This project will determine the technical and commercial viability of Australia’s largest integrated biofuel facility, proposed for construction at Pentland, near Charters Towers in North Queensland.
The global bioethanol market is forecast to grow to 145 Billion litres in 2022 from a 2015 level of 98 Billion litres, creating a need for more biofuel production.
The proposed Pentland plant requires a detailed business case in order to secure debt and investor finance to progress to construction.
Renewable Developments Australia (RDA) aims to develop the Pentland plant into the lowest cost ethanol production facility in the world. It would be a landmark project for Queensland and the bioenergy industry as a whole.

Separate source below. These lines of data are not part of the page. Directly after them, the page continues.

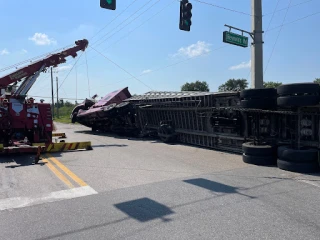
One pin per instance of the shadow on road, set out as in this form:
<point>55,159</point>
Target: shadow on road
<point>214,186</point>
<point>21,160</point>
<point>145,209</point>
<point>110,145</point>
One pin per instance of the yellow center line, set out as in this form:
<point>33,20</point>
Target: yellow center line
<point>67,171</point>
<point>57,173</point>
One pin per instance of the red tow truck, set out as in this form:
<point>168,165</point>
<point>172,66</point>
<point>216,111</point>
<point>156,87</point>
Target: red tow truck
<point>26,125</point>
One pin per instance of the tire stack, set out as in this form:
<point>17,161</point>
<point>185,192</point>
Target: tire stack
<point>265,98</point>
<point>301,161</point>
<point>298,95</point>
<point>263,155</point>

This ARENA funded project will verify and validate key technical and commercial parameters critical to project development and financing. RDA will:
- conducting growing trials with Super Sweet Sorghum, a biomass feedstock that has the capacity to produce triple the biomass (grows to 4m in 12 weeks) per year compared to the traditional sugar cane further improving efficiency and reducing cost
- testing innovative 2nd Generation (cellulosic) ethanol technology developed by Beta Renewables that could effectively double ethanol output, without increasing the cane or sorghum biomass requirements
- identify, technical, financial and regulatory developmental road blocks affecting projects of this scale and type
- deliver an Information Memorandum; prepared for the purposes of raising required capital for financial close of the Pentland integrated biofuel project.
The project will deliver a detailed business case for the Pentland plant. It will also illustrate key knowledge sharing outcomes critical for development of large scale bio-ethanol projects in Australia.
If the plant proceeds, it is expected to attract capital investment of up to $800 million to enable the construction of RDA’s fully integrated renewable biofuel facility designed to produce 350 million litres of fuel grade ethanol. It is also expected to create 500 jobs during construction and up to 200 jobs after construction is complete, in addition to producing a carbon neutral renewable fuel.
This would significantly increase the availability of domestically produced ethanol using an easily repeatable ‘cookie cutter’ model. The plant would firmly place Australia on the map as a biofuel producer and could drive down the cost of ethanol.